The identification strategy of this article is not designed to estimate the causal effect of the diet and medicine on haemoglobin. Therefore, the coefficients on the food and medicine variables reported in the Table A6 regressions should be interpreted with caution. For example, iron supplementation might be an endogenous response to a pregnant mother learning that she is anaemic.

34

Such a possibility is somewhat mitigated by the fact that the classes of factors influencing anaemia in the prior economic, medical, and epidemiological literature is a small set and we have provided evidence on each class of causes in Table 4. However, there could be an omitted variable unknown in the prior literature.

35

These variables are included in the time‐varying region controls.

36

The definition of improved water sources follows the definition in the UNICEF/WHO Joint Monitoring Programme for Water Supply and Sanitation and includes piped water, protected wells and protected springs.

37

The coefficient estimates implied by Figure 1 range from about 0.10 g/dL per 10 percentage point reduction in open defaecation (panel (a)) to about 0.20 g/dL (panel (b)).
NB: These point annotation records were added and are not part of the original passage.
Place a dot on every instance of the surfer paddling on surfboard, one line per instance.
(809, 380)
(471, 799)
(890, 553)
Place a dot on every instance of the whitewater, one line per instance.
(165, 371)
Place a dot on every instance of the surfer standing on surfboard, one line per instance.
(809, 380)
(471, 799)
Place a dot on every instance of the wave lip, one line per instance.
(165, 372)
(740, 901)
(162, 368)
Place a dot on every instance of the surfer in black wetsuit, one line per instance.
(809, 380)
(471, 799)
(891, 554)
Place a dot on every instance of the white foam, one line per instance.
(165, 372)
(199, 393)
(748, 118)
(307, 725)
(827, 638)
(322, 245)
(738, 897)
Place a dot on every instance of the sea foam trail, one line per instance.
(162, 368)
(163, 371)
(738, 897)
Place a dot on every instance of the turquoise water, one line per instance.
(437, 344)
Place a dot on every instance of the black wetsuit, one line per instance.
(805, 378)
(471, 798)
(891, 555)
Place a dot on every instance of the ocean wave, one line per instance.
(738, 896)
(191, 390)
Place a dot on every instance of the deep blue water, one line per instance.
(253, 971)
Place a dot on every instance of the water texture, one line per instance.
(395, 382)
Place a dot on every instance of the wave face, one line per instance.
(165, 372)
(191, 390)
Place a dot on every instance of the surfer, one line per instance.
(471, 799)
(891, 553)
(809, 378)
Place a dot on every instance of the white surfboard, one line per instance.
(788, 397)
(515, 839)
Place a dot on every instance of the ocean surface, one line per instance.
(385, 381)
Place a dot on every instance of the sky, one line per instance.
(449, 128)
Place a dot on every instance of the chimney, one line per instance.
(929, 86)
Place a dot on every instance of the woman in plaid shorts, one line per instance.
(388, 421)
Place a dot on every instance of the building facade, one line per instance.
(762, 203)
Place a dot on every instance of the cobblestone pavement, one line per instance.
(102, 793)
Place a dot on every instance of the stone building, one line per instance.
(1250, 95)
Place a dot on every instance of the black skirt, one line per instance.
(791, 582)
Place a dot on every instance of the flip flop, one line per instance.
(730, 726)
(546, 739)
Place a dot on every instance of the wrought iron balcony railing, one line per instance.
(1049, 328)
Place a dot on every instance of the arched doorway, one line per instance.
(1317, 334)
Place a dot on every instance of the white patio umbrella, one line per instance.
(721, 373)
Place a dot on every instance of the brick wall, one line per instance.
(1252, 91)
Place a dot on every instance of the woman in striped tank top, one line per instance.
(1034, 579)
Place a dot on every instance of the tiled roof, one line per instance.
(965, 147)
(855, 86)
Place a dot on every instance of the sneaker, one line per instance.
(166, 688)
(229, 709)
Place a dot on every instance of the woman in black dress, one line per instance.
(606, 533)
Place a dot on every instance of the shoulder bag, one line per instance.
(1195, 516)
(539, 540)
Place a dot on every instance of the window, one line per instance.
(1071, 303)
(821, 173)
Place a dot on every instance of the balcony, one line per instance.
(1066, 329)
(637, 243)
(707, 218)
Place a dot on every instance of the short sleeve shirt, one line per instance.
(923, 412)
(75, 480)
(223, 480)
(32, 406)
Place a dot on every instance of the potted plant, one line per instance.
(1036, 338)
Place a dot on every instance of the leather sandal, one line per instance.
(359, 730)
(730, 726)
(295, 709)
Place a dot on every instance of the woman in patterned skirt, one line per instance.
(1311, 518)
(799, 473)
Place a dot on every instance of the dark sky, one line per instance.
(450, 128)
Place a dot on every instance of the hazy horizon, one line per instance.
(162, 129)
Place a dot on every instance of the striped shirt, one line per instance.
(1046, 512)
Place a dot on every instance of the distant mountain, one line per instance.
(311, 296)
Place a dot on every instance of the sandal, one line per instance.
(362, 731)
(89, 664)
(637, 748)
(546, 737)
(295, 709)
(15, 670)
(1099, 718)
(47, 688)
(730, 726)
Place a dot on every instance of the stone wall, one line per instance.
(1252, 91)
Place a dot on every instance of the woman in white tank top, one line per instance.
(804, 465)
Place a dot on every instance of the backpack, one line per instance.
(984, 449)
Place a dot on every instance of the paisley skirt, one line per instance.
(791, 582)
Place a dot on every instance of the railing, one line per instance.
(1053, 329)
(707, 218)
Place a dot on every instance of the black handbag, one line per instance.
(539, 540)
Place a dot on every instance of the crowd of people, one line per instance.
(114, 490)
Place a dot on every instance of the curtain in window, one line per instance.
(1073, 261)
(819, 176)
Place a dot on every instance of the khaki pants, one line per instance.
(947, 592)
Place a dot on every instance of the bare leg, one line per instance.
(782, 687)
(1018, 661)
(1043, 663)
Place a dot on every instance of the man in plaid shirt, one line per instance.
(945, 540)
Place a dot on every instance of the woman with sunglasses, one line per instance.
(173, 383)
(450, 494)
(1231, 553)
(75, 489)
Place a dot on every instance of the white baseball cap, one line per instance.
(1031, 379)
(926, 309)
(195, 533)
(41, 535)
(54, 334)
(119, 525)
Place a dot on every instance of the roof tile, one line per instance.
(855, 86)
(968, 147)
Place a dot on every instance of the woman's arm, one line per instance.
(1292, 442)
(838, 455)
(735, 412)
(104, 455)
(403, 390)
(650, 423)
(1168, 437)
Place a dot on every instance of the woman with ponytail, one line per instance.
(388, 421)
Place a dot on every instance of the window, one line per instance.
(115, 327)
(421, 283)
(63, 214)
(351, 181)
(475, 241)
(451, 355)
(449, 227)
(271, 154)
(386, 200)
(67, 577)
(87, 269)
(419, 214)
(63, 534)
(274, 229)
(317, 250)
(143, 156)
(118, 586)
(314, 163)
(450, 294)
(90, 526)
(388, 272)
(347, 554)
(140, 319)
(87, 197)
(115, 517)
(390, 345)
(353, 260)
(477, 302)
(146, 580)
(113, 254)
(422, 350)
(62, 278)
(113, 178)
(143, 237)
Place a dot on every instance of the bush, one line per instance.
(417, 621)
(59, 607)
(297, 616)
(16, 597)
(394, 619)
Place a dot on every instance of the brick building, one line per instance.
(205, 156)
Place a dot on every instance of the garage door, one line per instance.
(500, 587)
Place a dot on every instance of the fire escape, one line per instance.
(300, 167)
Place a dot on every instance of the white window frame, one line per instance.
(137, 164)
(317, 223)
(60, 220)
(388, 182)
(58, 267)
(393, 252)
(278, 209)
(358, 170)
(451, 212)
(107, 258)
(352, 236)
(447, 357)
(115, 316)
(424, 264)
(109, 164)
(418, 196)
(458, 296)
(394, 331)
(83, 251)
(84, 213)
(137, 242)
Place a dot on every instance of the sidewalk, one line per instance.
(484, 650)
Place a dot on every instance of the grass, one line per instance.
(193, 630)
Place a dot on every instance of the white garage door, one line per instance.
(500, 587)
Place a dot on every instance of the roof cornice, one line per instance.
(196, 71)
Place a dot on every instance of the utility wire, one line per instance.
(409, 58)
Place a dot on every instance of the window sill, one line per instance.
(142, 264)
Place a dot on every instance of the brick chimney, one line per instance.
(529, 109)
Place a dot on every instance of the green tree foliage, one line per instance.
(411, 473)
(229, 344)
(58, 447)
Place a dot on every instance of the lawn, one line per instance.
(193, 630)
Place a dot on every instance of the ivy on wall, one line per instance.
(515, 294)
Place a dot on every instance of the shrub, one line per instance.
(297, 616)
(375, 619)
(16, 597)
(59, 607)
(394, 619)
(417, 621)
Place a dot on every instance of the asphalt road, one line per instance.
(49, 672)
In comparison, the within‐region econometric results reported in column (9) of Table 2 imply an effect of 0.196 g/dL per 10 percentage point reduction in open defaection.

38

The SHINE trial, currently underway in Zimbabwe, aims to demonstrate the link between the sanitation environment, environmental enteropathy and anaemia. See Humphrey (2014).

39

To the extent that households which defaecate in the open are larger than households which practice sanitary faeces disposal, this will be an underestimate of exposure to faecally transmitted diseases.

40

Each of the wild cluster bootstrap calculations in the Table is generated by 5,000 draws.